To be the first woman Prime Minister would be achievement enough for many women, but not for Margaret. She didn’t just want to hold the office, but to use it to improve and change the country she loved.
She won three elections, a rare achievement in modern UK democratic politics. Even rarer that she won a larger majority on the second and third occasions than on the first, showing that she could win and hold support in office for what she did as well as from opposition for what she promised.
These are good reasons to remember her, but not the main reason why the nation has never stopped talking about her from the day she first won office at Number 10. The country senses that she was a different kind of politician to many that have followed since. She did not ask how something would play in the polls, or how something should be spun. She wanted to know what was the problem and did your idea offer a solution. Would it make things better for people, even if it might make it tougher for the government in short term. Only once the policy had been settled did she invite in press and media specialists to deal with the second order question of how could you best persuade people that the decision was right.
I first took the idea of equity for everyone to her in opposition. I told how how she could offer shares and property for the many, from a large privatisaiton programme. It could include employee ownership and employee buy outs, as well as the big show privatisations. After a lively argument at one of her issue lunches she told me “They won’t let me do that”. It was a very revealing answer. She was all too conscious of the power of the state establishment, and of the dangers of sounding too radical, but she did not rule it out for later.

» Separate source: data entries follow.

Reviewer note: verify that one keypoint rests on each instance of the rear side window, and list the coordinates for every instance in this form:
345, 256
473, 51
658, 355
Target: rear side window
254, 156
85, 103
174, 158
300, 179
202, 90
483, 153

Some of us built the case through think tanks and the press during her first Parliament as Prime Minister. After the 1983 election victory she was ready to take on one of the big battles of her Premiership, the battle to return the family silver to the family, the battle to let many more people participate in the wealth of the nation through share and property owning. I was invited in to Downing Street and recommended setting up the first large privatisation programme. The memo came back with no objections to the strategic sweep of the policy, nor to its aims. It had instead the question “how do we do that?

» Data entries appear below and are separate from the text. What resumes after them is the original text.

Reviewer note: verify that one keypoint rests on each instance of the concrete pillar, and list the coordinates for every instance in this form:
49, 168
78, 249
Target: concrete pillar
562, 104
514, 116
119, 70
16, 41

She threw herself into understanding the challenges and techniques needed to transform loss making job shedding state monopolies into modern competitive industries. It became one of the dominant themes of her period in office.
Her energy and determination was such that she still had plenty of time to help an American President win the Cold war, to offer freedom and enterprise to the long suffering victims of communism in Eastern Europe, to begin the opposition to the Euro and a centralised EU, and to negotiate a free enterprise future for Hong Kong at the end of its lease.
She inherited a strike ridden and poor country with high inflation and too much debt. She passed on a country of good repute, She showed courage, dignity and honesty in equal measure as she sought to slay the dragons that she felt had damaged Britain.